Part of Nord Anglia Education, a leading global premium schools organisation comprising 56 schools in 27 countries, BIS Chicago Lincoln Park leverages education materials and teaching best practices on STEAM learning exclusively designed by the Massachusetts Institute of Technology for the school group. All schools in the Nord Anglia Education family participate in three MIT Challenges each year under a special theme.
This year’s superheroes theme saw students take on a challenge that explored how the animal kingdom can inspire and improve engineering solutions and create solutions to human problems.
Mr Collins said he looked to medieval knights as superheroes and used the idea as a conduit to teach his Year 1 students about natural materials and their properties. They drew inspiration from plants and animals to build helmets, gauntlets and breastplates, creating wearable pieces of engineering inspired by nature.
“That’s how we link ideas,” Mr Collins said.
"Bringing different subject areas together encourages children to ask more questions. I want children to ask challenging questions. It makes my life exciting as well – especially if I don’t know the answer, I love that.”
He said one of the more gratifying and arguably sophisticated outcomes of STEAM learning is that it also encourages children to listen with curiosity, thereby allowing them to empathise and work with others.

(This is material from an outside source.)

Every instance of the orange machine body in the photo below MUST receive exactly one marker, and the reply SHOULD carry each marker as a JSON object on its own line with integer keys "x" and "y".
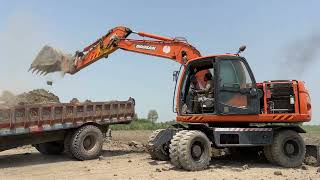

Mr Collins enabled his Year 5 students to develop this quality through the Medical Marvel MIT Challenge. They designed and built a prototype of a piece of assistive technology that helps support people living with a disability.
“Using what they learned about light and sound, I wanted them to develop assistive technologies for someone who might be deaf or blind,” Mr Collins said.
“Not only did they have to listen to me, but they needed to engage with people who would use this kind of technology. They listened with curiosity about how such conditions affected their lives, and they came up with something that might affect that in a positive way.”